An important commercial niche that the American Colony photographers shared with other professional photography businesses in the Near East was the production of images of allegorical “biblical” scenes. Like other photographers needing to remain commercially viable, they took photographs of sacred sites, such as the Mosque of Omar and the Church of the Holy Sepulchre. But they also went beyond the standard images well-known to tourists to create extensive documentation of mosques, churches, architectural sites, city-scapes and village homes and streets in greater Syria. An American Colony Store catalogue flyer of American Colony Photo Post Cards available in 1934 featured nearly 300 selections, catalogued geographically, with more than 50 of them Jerusalem scenes.

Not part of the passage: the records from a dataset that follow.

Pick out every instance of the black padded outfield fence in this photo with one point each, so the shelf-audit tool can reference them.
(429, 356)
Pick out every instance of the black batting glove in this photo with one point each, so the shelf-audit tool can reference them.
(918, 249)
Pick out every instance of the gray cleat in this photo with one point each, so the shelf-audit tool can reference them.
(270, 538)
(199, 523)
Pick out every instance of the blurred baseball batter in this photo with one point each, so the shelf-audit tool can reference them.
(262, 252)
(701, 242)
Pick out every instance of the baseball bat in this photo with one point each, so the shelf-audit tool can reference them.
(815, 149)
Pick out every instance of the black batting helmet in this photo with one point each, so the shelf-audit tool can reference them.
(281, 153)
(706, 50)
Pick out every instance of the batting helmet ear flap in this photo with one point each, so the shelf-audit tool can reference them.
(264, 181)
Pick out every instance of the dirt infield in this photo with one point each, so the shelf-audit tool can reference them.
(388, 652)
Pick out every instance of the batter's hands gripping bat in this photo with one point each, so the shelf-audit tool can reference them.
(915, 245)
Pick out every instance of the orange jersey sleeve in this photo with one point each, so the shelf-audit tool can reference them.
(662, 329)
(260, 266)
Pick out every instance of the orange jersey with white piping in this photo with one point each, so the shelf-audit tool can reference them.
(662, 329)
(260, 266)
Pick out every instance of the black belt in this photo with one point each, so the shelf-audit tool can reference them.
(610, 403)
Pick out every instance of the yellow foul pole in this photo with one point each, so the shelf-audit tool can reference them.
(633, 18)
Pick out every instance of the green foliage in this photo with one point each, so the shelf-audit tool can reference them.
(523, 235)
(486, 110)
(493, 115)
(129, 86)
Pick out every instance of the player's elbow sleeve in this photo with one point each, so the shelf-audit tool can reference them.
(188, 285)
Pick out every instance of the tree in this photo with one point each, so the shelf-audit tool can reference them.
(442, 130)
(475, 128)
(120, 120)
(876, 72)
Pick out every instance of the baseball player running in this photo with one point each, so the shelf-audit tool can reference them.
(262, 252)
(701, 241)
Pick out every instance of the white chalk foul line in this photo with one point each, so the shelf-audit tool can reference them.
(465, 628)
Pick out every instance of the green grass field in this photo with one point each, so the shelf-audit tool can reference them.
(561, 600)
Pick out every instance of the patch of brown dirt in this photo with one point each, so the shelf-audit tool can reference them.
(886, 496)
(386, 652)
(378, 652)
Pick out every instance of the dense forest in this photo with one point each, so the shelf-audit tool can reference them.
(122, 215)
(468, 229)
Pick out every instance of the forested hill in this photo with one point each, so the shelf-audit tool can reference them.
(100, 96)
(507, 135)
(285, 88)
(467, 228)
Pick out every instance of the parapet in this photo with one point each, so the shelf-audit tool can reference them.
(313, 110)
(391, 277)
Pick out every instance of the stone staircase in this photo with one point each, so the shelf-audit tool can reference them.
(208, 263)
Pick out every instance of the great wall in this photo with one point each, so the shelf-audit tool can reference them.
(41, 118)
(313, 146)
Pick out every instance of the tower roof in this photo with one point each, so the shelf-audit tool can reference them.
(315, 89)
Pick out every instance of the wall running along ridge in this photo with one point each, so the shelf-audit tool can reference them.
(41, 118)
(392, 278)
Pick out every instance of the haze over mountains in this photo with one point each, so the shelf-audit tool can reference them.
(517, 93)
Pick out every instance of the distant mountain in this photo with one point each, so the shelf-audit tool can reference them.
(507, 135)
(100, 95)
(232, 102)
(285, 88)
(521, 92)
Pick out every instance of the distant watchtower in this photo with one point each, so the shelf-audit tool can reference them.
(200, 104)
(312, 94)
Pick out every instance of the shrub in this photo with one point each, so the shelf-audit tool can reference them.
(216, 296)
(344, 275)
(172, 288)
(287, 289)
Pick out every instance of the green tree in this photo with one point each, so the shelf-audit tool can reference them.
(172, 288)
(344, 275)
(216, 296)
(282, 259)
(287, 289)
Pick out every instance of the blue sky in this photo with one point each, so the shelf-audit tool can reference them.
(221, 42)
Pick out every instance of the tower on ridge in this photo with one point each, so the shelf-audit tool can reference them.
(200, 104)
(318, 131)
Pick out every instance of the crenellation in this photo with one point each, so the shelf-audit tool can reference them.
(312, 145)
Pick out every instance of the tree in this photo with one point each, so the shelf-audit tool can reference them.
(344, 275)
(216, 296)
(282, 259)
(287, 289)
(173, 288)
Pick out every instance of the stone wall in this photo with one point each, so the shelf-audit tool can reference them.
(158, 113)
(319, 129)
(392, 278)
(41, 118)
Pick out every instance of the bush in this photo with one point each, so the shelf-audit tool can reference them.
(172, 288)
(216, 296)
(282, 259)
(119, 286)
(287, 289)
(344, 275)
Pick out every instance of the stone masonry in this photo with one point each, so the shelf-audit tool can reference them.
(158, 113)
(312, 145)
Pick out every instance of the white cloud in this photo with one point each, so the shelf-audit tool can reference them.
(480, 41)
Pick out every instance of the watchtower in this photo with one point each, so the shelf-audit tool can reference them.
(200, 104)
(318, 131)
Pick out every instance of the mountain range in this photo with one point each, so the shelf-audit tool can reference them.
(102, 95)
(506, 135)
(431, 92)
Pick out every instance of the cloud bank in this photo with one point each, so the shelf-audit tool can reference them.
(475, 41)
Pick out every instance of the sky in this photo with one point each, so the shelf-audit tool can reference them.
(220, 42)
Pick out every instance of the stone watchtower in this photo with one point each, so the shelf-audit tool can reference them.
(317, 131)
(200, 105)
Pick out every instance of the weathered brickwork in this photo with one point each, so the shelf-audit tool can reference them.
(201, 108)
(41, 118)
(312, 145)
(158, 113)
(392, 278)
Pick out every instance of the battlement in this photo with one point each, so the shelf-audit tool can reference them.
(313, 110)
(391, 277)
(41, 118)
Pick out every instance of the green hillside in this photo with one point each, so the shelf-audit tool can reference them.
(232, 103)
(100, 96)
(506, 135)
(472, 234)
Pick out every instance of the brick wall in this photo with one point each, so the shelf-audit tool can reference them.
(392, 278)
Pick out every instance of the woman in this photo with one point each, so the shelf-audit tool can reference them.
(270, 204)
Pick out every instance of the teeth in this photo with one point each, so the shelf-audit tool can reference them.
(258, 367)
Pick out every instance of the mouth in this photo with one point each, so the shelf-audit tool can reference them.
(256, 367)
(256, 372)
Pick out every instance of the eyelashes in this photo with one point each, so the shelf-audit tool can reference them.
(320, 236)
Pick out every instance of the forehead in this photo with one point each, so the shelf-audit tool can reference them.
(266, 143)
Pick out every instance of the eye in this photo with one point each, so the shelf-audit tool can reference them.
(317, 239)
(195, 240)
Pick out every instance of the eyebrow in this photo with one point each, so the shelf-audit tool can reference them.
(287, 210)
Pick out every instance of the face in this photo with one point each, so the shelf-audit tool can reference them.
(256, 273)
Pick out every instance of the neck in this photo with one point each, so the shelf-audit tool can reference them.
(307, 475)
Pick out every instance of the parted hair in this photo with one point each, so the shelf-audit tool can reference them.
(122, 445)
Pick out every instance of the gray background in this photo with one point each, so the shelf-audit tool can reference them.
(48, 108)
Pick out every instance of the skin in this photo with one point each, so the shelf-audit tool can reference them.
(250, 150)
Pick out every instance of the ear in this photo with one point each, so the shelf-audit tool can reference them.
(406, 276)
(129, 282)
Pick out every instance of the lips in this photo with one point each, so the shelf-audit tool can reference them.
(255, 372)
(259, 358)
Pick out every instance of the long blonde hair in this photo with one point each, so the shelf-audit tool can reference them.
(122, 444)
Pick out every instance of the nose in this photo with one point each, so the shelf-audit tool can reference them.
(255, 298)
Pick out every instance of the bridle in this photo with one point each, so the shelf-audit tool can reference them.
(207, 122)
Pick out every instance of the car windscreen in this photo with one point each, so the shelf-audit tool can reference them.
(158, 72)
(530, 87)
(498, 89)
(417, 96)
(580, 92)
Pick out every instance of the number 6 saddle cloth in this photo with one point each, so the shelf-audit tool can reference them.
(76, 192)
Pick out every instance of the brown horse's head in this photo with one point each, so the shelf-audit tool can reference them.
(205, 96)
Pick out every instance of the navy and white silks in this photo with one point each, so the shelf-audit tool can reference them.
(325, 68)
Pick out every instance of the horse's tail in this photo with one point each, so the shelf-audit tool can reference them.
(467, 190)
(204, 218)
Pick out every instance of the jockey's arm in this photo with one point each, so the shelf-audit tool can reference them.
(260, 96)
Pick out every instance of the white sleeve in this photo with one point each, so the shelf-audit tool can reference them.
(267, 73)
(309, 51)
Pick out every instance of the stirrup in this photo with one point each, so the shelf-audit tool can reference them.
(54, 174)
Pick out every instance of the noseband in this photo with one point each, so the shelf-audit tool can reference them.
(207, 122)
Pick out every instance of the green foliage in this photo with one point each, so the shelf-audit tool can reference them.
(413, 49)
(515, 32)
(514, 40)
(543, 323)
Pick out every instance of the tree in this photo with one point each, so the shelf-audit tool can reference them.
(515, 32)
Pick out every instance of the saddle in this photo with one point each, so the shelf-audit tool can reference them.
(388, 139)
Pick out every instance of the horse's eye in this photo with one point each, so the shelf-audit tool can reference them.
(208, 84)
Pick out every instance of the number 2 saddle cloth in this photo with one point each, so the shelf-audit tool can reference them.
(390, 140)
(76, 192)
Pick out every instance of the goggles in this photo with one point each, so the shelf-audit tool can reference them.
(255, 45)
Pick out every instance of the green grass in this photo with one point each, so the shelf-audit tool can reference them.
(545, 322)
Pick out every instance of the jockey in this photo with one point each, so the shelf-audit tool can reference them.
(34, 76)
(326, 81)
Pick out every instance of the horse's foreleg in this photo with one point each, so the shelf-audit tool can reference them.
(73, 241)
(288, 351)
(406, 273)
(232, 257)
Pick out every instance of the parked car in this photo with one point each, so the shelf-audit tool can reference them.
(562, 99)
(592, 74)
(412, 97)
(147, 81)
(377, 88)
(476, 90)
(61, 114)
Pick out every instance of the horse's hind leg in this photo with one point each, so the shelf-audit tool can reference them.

American Colony “typology” studies of unnamed working Jerusalemites included photographs of a water carrier, a porter, and a rabbi (perhaps a model posing as a rabbi), each indicated in the catalogue as signifying specific verses from the Bible. The generic anonymity of these subjects implied a timeless arc from ancient times to the present, and made the humans featured into symbols of their respective cultures and ways of life, much as the architectural typology of holy buildings symbolized entire faiths. American Colony cameramen joined other photographers in staging “tableau” photographs and took opportunity images that were emblematic of New Testament scenarios (shepherds with their flocks, women at the well, women grinding grain, fishermen with their nets, the arched streets of the Via Dolorosa, the river Jordan). They excelled in this particular niche market, producing albums of gorgeous hand-tinted sepia photographs, and pictorial prints of lush romantic Palestinian landscapes that followed both painterly and popular culture artistic traditions. Albums entitled the “23rd Psalm” and “Blue Galilee” were best sellers, and were also available for order as sets of lantern slides.